Props to whoever named this episode. While it’s perfect for the episode, it also sounds like an ’80s synth pop double bill, which makes me love it even more. Down to business. Meghan “#ZOMGParentingIsHARD” Edwards and step-daughter Hayley are setting up for Meghan’s game night, though Hayley won’t stick around. “I have better plans,” the teen sneers. “You always say that, then want to go out at 11 o’clock,” Meghan says. Wait, out where? To a bar? Where is this child going at 11 p.m. on school nights?? After the homework debacle that saw Meghan forced to use a calculator and her smart glasses, Meghan made some rules for the house: “guidelines to respect the home.” This ought to be good.
First up, “We will take turns going to the grocery store.” Well, this just sounds like Meghan’s lazy. Then Meggers whines about having to “do Hayley’s dirty work” of turning off the pool heater. I used to install pools and heaters—you literally flip a switch to turn off the heater. Unsure where the “dirty work” comes in here. Lastly, Hayley’s curfew will be midnight, which causes Hayley to make a face as though someone just served her a plate of vomit for dinner. How dare you cage this social butterfly, Megs. Let her fly free. Hayley announces she will wait for Jim Edmonds to come back to get these absurd “guidelines” overturned. Smart.

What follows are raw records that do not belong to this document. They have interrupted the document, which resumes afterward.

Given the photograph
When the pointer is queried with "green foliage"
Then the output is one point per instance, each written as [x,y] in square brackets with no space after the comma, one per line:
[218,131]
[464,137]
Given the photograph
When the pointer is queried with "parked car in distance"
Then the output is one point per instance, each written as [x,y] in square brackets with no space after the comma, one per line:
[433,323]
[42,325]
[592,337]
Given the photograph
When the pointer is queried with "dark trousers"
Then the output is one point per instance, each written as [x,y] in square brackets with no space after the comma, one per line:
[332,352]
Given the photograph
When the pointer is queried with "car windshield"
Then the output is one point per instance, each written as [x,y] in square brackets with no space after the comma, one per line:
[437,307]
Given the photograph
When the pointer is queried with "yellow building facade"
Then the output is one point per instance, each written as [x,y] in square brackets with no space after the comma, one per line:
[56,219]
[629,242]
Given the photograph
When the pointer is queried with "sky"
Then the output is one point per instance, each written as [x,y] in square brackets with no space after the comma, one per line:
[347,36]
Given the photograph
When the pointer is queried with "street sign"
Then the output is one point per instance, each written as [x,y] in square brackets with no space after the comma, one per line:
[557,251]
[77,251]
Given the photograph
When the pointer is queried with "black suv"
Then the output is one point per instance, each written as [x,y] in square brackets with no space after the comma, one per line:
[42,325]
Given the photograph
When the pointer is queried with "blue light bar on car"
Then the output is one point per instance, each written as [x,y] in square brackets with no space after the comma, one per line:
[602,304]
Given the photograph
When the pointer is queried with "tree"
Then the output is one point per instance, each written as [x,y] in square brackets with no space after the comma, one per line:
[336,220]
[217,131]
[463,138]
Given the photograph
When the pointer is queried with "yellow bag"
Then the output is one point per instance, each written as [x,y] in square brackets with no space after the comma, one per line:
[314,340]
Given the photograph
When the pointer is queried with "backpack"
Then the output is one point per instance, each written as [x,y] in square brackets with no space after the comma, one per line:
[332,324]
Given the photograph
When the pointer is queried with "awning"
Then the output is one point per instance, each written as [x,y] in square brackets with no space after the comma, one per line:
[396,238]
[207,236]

Heather and Terry Dubrow are in the back of some limo when Heather asks to hear her favorite sound: a bottle of champers opening. Terry (and I) want to know what we’re celebrating. “Spending money?” he grins. No, the fact that they’re alone! Any time without the kids is like a mini-vacation, Heather explains. Okay, so where are you going? To upscale boutiques to buy expensive things… So Terry was right all along. I suspect Heather’s actual favorite sound is the swipe of her Black Amex card.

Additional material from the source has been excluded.